When using side outputs, you first need to define an OutputTag
that will be used to identify a side output stream:
Java
// this needs to be an anonymous inner class, so that we can analyze the type
OutputTag<String> outputTag = new OutputTag<String>("side-output") {};
Scala
val outputTag = OutputTag[String]("side-output")
Python
output_tag = OutputTag("side-output", Types.STRING())
Notice how the OutputTag
is typed according to the type of elements that the side output stream contains.
Emitting data to a side output is possible from the following functions:
- ProcessFunction
- KeyedProcessFunction
- CoProcessFunction
- KeyedCoProcessFunction
- ProcessWindowFunction
- ProcessAllWindowFunction
You can use the Context
parameter, which is exposed to users in the above functions, to emit data to a side output identified by an OutputTag
. Here is an example of emitting side output data from a ProcessFunction
:
Java
DataStream<Integer> input = ...;
final OutputTag<String> outputTag = new OutputTag<String>("side-output"){};
SingleOutputStreamOperator<Integer> mainDataStream = input
.process(new ProcessFunction<Integer, Integer>() {
@Override
public void processElement(
Integer value,
Context ctx,
Collector<Integer> out) throws Exception {
// emit data to regular output
out.collect(value);
// emit data to side output
ctx.output(outputTag, "sideout-" + String.valueOf(value));
}
});
Scala
val input: DataStream[Int] = ...
val outputTag = OutputTag[String]("side-output")
val mainDataStream = input
.process(new ProcessFunction[Int, Int] {
override def processElement(
value: Int,
ctx: ProcessFunction[Int, Int]#Context,
out: Collector[Int]): Unit = {
// emit data to regular output
out.collect(value)
// emit data to side output
ctx.output(outputTag, "sideout-" + String.valueOf(value))
}
})
Python
input = ... # type: DataStream
output_tag = OutputTag("side-output", Types.STRING())
class MyProcessFunction(ProcessFunction):
def process_element(self, value: int, ctx: ProcessFunction.Context):
# emit data to regular output
yield value
# emit data to side output
yield output_tag, "sideout-" + str(value)
main_data_stream = input \
.process(MyProcessFunction(), Types.INT())
For retrieving the side output stream you use getSideOutput(OutputTag)
on the result of the DataStream
operation.
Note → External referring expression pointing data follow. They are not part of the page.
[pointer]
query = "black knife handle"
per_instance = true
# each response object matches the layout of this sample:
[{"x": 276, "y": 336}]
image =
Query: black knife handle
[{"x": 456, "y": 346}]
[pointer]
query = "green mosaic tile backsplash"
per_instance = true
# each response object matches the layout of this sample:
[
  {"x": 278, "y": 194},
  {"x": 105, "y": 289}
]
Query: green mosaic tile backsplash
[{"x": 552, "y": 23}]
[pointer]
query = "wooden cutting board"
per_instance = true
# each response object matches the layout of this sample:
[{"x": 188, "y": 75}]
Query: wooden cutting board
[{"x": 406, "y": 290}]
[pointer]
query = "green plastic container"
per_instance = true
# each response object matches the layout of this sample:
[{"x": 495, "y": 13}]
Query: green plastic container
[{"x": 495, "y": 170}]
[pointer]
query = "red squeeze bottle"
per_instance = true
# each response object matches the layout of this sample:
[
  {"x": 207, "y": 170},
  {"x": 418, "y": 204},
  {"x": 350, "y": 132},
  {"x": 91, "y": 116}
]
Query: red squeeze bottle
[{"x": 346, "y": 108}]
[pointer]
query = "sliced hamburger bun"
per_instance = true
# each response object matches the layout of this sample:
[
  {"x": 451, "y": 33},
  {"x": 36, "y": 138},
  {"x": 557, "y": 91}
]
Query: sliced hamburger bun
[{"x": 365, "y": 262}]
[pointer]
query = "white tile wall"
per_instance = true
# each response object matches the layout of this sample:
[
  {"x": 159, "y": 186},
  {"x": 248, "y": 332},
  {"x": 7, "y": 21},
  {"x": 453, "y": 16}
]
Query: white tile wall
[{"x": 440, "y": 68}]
This will give you a DataStream
that is typed to the result of the side output stream:
Java
final OutputTag<String> outputTag = new OutputTag<String>("side-output"){};
SingleOutputStreamOperator<Integer> mainDataStream = ...;
DataStream<String> sideOutputStream = mainDataStream.getSideOutput(outputTag);
Scala
val outputTag = OutputTag[String]("side-output")
val mainDataStream = ...
val sideOutputStream: DataStream[String] = mainDataStream.getSideOutput(outputTag)
Python
output_tag = OutputTag("side-output", Types.STRING())
main_data_stream = ... # type: DataStream
side_output_stream = main_data_stream.get_side_output(output_tag) # type: DataStream
Note If it produces side output, get_side_output(OutputTag)
must be called in Python API. Otherwise, the result of side output stream will be output into the main stream which is unexpected and may fail the job when the data types are different.